White House Asks Congress For Billions In Extra Funds For Natural Disasters, Afghan Refugees
The Biden administration is asking Congress to appropriate billions in additional funding for natural disaster relief and for processing and resettling Afghan refugees as a part of a proposed stopgap spending bill to keep the government funded past a critical budget deadline.
Shalanda Young, the acting Director of the Office of Management and Budget, wrote a blog post urging Congress to pass a continuing resolution (CR) to provide lawmakers leeway to pass an annual budget after September 30, the last day of the fiscal year.
Young said that in addition to funding critical public services to avoid “severe disruptions,” Congress should appropriate $6.4 billion to help screen and resettle Afghans who assisted U.S. forces and were evacuated from Afghanistan amid the rise of the Taliban.
An administration official said those funds include $2.4 billion to fund the bases where Afghans are being screened, $1.3 billion for resettlement operations, $1.7 billion for refugee benefits and services and $193 million to accelerate the application process for permanent resident status.
Young also called for at least $14 billion in natural disaster assistance covering storms, fires and other disasters over the last 18 months – including Hurricanes Laura and Delta – estimating that damage from Hurricane Ida will require at least an additional $10 billion in relief.

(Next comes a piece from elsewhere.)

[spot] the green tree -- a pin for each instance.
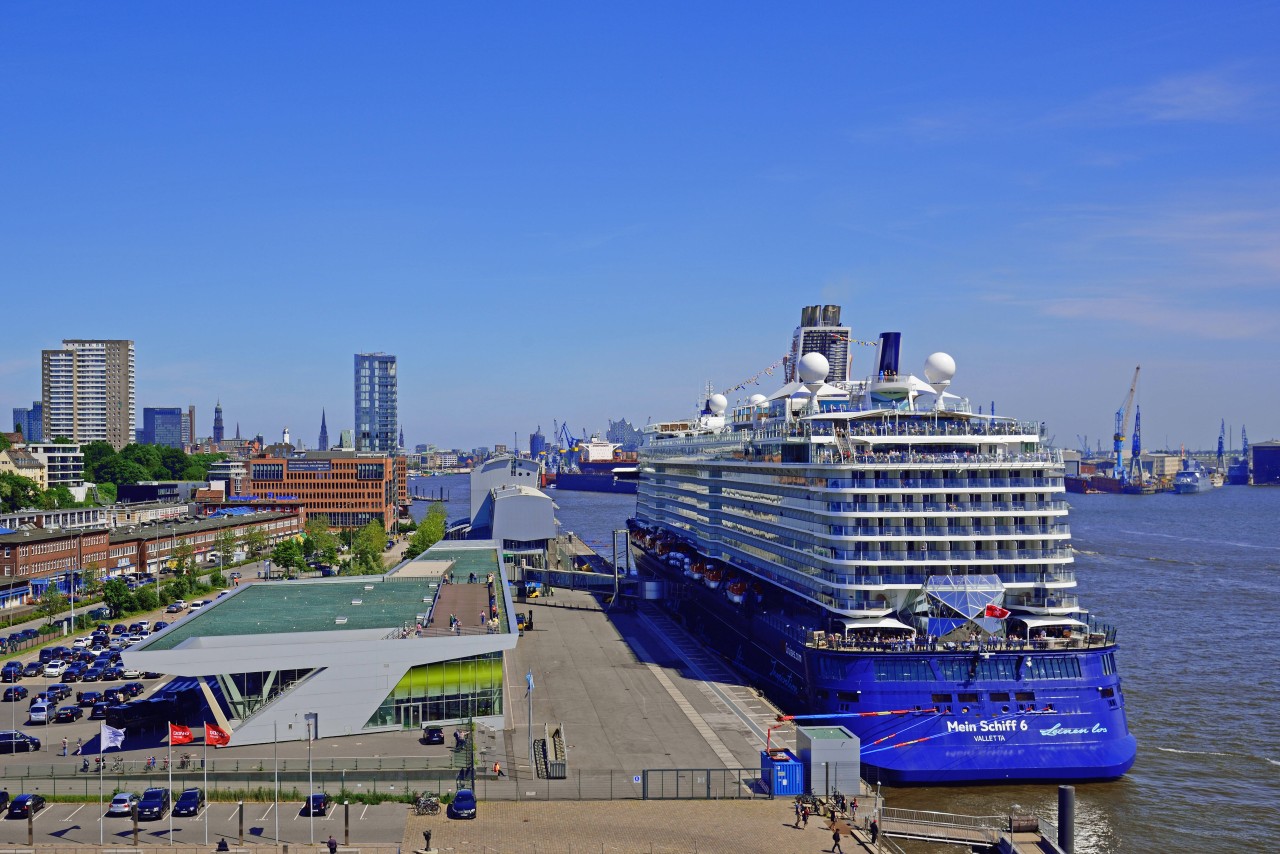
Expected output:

“Climate change is producing more severe natural disasters like storms and wildfires,” an administration official said of the need for additional disaster relief in a press call. Another official added, “Red and blue states are having to respond to more frequent and intense disasters, and more extreme ones more frequently.”
65,000. That’s roughly the number of vulnerable Afghans are expected to arrive in the U.S. by the end of September, with an additional 30,000 expected over the next 12 months, an official said. The official added that those numbers are in addition to refugees that will arrive as part of the U.S. refugee cap.